What are some other points about "civility" that I could use for an argumentative Pride and Prejudice essay?
The topic question is "What is the significance of civility in Pride and Prejudice? How is civility valued in the text?". I also hope that you can look over my essay proposal (including the thesis and argument points), I've attached above; or you could use this link:
In discussing the significance of civility in Pride and Prejudice by Jane Austen, it is necessary to discuss, not only what civility is but how it has affected the development of the story and the final outcomes in the novel. I would use the present tense as this is a “discussion,” albeit “argumentative.” You can also discuss how society, in Jane Austen's era, believes that the upper classes have the right to treat others with disdain, based purely on social class. By way of example, Charlotte excuses Darcy's apparent rudeness and pride, as if he has a right to be so. Discussing this will also assist in a discussion of Darcy when bringing your essay to a conclusion.
The thesis statement is good because it does describe civility in context. However, it does need to be more defined in terms of your argument,; although all the relevant points are there. You could consider adding, more emphatically, how civility is a cause of much of the miscommunication between Elizabeth and Darcy and how lost opportunities change the course of events; for example,
Civility is presented in the novel as being more of an expectation than a choice, within the social ranks and, indeed, society itself to the point that communication and understanding is not the main aim but maintaining one’s decorum is far more valued, as evidenced in Darcy’s many misguided and consequently, misinterpreted, attempts to win over Elizabeth.
You can then refer to the points made in your previously answered question which explain Elizabeth's "immovable" dislike for Darcy: http://www.enotes.com/homework-help/what-significance-civility-pride-prejudice-how-472726
A good quote which reveals the change of heart once Elizabeth can see past Darcy’s demeanor, and strengthens your argument that civility, in Austen’s day, is more about conceited views and preformed judgments, based on social standing, would be:
“Elizabeth . . . gave him to understand that her sentiments had undergone so material a change, … to make her receive with gratitude and pleasure his present assurances.”

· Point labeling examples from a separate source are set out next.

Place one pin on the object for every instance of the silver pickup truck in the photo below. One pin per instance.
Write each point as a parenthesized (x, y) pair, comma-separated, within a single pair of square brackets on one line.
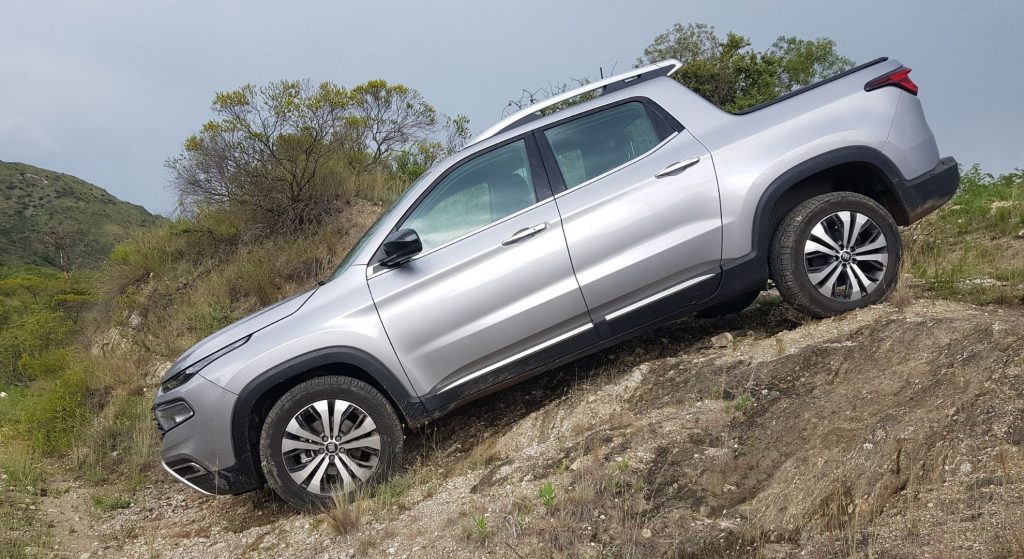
[(551, 235)]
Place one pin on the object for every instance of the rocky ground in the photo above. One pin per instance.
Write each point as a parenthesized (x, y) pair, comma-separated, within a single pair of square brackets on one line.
[(893, 431)]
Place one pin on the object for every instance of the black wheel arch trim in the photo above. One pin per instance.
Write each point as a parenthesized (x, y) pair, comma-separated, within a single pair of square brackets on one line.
[(911, 200), (409, 406)]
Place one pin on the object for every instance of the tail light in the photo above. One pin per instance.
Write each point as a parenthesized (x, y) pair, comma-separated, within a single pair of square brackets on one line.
[(899, 78)]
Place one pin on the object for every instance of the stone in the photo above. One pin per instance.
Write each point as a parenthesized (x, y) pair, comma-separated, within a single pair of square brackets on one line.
[(722, 340)]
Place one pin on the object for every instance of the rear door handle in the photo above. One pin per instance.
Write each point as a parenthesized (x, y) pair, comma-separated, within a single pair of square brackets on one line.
[(677, 167), (523, 234)]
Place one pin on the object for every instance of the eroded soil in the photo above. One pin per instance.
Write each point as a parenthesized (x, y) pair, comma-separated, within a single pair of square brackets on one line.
[(887, 432)]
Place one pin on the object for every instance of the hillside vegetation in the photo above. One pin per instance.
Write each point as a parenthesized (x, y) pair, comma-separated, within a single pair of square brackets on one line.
[(45, 215), (884, 432)]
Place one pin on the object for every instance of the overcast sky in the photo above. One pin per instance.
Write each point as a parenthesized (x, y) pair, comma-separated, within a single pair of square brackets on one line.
[(109, 90)]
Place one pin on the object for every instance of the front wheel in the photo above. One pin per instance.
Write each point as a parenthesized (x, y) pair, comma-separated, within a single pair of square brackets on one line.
[(836, 252), (329, 436)]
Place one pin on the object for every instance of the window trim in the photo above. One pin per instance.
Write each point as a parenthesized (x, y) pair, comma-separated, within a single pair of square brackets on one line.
[(665, 126), (538, 172)]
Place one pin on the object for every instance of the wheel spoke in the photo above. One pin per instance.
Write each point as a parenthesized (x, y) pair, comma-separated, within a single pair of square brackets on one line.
[(829, 286), (881, 258), (315, 483), (819, 233), (853, 289), (868, 284), (360, 471), (817, 276), (812, 247), (368, 426), (372, 441), (879, 243), (347, 483), (290, 444), (858, 228), (325, 416), (846, 218), (340, 410), (297, 430), (301, 475)]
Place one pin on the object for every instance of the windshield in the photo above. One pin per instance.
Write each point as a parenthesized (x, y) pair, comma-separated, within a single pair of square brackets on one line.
[(373, 228)]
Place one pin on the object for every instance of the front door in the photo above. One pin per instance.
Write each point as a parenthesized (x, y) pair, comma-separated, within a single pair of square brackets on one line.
[(641, 214), (493, 292)]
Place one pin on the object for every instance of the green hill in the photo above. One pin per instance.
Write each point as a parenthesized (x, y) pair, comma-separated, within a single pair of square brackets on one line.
[(45, 215)]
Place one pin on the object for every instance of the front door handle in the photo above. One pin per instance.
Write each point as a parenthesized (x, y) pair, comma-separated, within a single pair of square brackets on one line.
[(677, 167), (523, 234)]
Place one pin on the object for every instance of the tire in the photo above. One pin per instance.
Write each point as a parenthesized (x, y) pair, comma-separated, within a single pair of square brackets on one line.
[(342, 466), (829, 282), (731, 306)]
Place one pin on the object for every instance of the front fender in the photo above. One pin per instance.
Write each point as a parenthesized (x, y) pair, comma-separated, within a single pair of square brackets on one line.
[(260, 393)]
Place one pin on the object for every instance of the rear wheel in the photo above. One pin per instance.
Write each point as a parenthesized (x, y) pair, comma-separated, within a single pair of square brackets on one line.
[(835, 253), (329, 436)]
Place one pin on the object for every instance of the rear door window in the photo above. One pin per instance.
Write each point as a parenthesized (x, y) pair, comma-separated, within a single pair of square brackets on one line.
[(592, 145)]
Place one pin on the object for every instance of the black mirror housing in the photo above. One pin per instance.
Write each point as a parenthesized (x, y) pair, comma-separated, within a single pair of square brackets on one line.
[(399, 247)]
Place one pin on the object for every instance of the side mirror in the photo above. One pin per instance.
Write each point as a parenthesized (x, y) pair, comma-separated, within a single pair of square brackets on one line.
[(399, 247)]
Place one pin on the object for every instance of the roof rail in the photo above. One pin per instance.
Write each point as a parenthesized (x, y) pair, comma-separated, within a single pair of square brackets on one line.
[(607, 85)]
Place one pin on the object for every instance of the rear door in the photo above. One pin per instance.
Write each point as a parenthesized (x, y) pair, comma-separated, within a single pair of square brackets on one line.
[(493, 293), (640, 209)]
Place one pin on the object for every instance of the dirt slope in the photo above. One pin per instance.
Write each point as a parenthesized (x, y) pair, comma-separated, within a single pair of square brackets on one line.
[(888, 432)]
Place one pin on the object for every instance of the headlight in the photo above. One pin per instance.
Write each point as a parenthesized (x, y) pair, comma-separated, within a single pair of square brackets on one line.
[(187, 373), (172, 414)]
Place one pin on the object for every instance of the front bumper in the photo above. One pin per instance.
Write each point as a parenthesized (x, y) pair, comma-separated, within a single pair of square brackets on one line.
[(928, 192), (199, 450)]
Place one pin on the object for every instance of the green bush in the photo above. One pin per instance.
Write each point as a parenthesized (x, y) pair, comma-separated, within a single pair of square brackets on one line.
[(29, 338), (57, 412), (970, 249)]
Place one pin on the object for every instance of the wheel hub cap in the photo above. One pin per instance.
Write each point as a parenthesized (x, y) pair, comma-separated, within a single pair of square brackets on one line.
[(331, 446), (846, 256)]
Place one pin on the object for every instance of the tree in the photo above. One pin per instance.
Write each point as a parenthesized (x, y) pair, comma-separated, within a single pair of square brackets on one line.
[(275, 154), (388, 119), (264, 152), (67, 245), (732, 75)]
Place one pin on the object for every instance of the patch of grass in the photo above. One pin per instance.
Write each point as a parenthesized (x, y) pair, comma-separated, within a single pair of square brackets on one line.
[(972, 250), (109, 503), (55, 415), (389, 493), (20, 468), (345, 514), (547, 495), (478, 529), (23, 533)]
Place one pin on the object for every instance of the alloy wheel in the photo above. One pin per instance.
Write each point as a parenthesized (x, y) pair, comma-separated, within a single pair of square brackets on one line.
[(846, 256), (331, 446)]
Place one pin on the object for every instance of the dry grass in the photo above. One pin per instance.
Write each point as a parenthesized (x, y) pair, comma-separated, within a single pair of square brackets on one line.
[(346, 513)]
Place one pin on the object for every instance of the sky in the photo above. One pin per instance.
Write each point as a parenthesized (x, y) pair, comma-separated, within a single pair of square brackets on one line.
[(109, 90)]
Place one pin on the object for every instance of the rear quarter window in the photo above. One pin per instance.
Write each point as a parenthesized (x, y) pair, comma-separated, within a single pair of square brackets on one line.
[(594, 144)]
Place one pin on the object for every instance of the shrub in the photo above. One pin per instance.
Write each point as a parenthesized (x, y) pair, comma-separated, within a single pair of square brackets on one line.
[(58, 412)]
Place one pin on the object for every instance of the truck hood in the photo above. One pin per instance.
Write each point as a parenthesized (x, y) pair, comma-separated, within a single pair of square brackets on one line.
[(250, 325)]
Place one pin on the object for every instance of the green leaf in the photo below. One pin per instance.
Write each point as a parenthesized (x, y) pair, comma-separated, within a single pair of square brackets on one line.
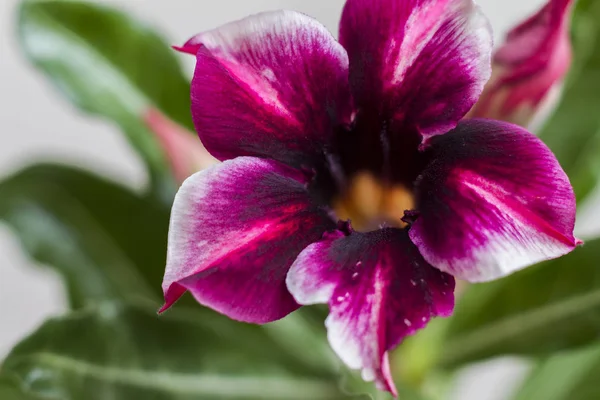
[(545, 308), (105, 241), (107, 64), (10, 389), (566, 376), (573, 131), (114, 351)]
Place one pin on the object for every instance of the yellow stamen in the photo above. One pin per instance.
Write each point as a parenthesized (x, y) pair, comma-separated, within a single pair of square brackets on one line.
[(368, 203)]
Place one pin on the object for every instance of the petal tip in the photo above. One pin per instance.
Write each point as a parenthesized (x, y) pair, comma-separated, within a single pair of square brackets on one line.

The reader needs to be aware that the expectation of a certain level of civility is perpetuated by those of a lower station and the upper classes themselves. The wealthy are permitted and expected to treat others civilly but dismissively and so they are allowed to do so. You are arguing that civility has the capacity to hamper the natural course of the story and, therefore, in terms of Austen's world, it can complicate life in general; making it, much of the time, ill-considered, inappropriate and unreasonable. You do need to make a strong argument as, with an argumentative essay, the intention is to persuade the reader. Therefore, be sure to stress the points about Mrs Hurst and Miss Bingley and say more about their treatment of Jane and their double standards; something which Jane Austen makes it her business to expose in her novels.
To then also argue about the potential merits of the civility that exist in Pride and Prejudice, helps the reader understand that civility does sometimes serve a purpose. Both Elizabeth and Darcy experience some self-development and subsequent awareness, without which, possibly, any relationship would have been doomed to failure.
The importance, therefore, of civility is not, as the wealthy believe, to protect them - and their money - but also to teach a humility that can only come from real respect, not feigned respect. Lady Catherine's presence in the Bennett household is a case in point ( as you discuss).
Ensure that you end from a position of strength by adapting your conclusion and by referring to the fact that, no amount of good standing or money guarantees that a person has any real moral integrity. Darcy has far more depth of character than his initial civility suggests and this can also be explored further in discussing how politeness on the surface, with no real intent, is in fact, an insult. Unless civility can lead to positive changes, it is not to be recommended simply to save someone's sensitivities. Elizabeth tries to make others understand that but, in the process, distances herself with her own brand of civility.